Pauvre «France»! Il était né pour braver les tempêtes, traverser les océans. Quarante ans après sa première mise à flot, le paquebot mythique le plus rapide de sa génération, symbole des Trente Glorieuses, va se retrouver à quai, amarré ad vitam aeternam à Honfleur pour être transformé en complexe touristique géant. Gérard Brémond sera-t-il le capitaine du projet? A 67 ans, le patron de Pierre et Vacances le reconnaît d’un air gourmand: cette nouvelle aventure le tente. Casino, thalasso, centre de congrès et hôtellerie de différents standings, mais aussi pourquoi pas jeux vidéo et golf virtuel, il a tout prévu. «Il faut conjuguer nostalgie et nouvelles technologies, l’ambiance croisière et le court séjour.» Mais pourquoi diable ne pas le faire voguer, ce fabuleux navire? «Le "France" n’est plus adapté aux normes des bateaux de croisière actuels. A l’étranger, le nom est peu évocateur, et la clientèle française ne suffit pas pour lancer un tel projet. En revanche ce sera un formidable point de départ pour découvrir toute la côte normande, visiter Deauville et Trouville.» Sur le papier, le projet semble bouclé. A quelques petits détails près.
Un: quel sera le montage financier?
Deux: qui va payer l’opération de désamiantage du paquebot?
L’actuel propriétaire du bateau Isaac Dahan, un riche promoteur immobilier qui a racheté le paquebot rebaptisé « Norway » à la Compagnie norvégienne il y a deux mois? Les pouvoirs publics? Ou l’opérateur?
Reste aussi à savoir dans quels délais l’opération pourra se faire. Et, surtout, à quel prix. «Les réponses à ces questions sont les préalables absolus à toute décision de notre part, explique Gérard Brémond. Or, pour l’instant, les écarts entre les experts sont gigantesques. Il faut avoir les nerfs solides. Selon les estimations, le projet est formidable, ou complètement plombé.» Comme à son habitude, ce spécialiste du tourisme, considéré comme un redoutable gestionnaire, n’est pas homme à se laisser griser par un projet, aussi séduisant soit-il. «La passion n’exclut pas la raison», répète-t-il.
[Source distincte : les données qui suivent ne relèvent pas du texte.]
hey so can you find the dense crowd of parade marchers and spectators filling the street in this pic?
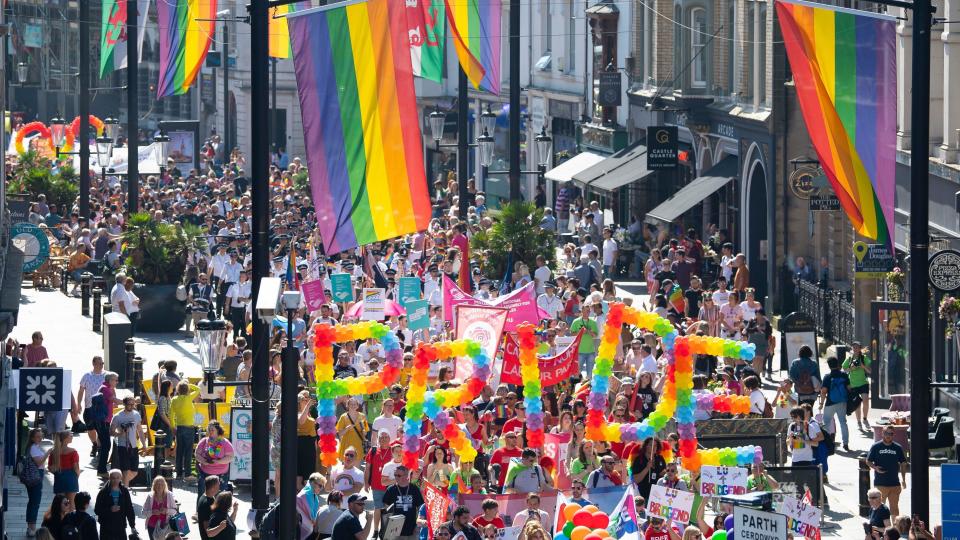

Vingt ans après avoir créé la station de ski Avoriaz, le leader européen de la résidence de loisirs n’a pas changé. Car avant d’être un expert du tourisme, le patron de Pierre et Vacances est d’abord un spécialiste de la promotion immobilière. Certes, il sait capter l’air du temps. Mais c’est sa capacité à garder les pieds sur terre et l’œil sur les chiffres qui a bâti sa réputation. Dans un secteur dominé par des ego surdimensionnés, cet homme d’affaires discret, passionné de jazz et de sport, ne s’est jamais laissé aveugler par les paillettes, ni griser par le succès. Et ça marche: avec plus de 1 milliard d’euros de chiffre d’affaires et quelque 45 millions de résultat net en hausse de 12%, son groupe, dont il détient solidement plus de 50% du capital, fait un véritable pied de nez à la crise. En cinq ans, il a tranquillement avalé Maeva, numéro deux du secteur, puis les Center Parcs, assuré une croissance tranquille au groupe, sans jamais en perdre le contrôle. Ce n’est pas le «France» qui le fera changer de cap.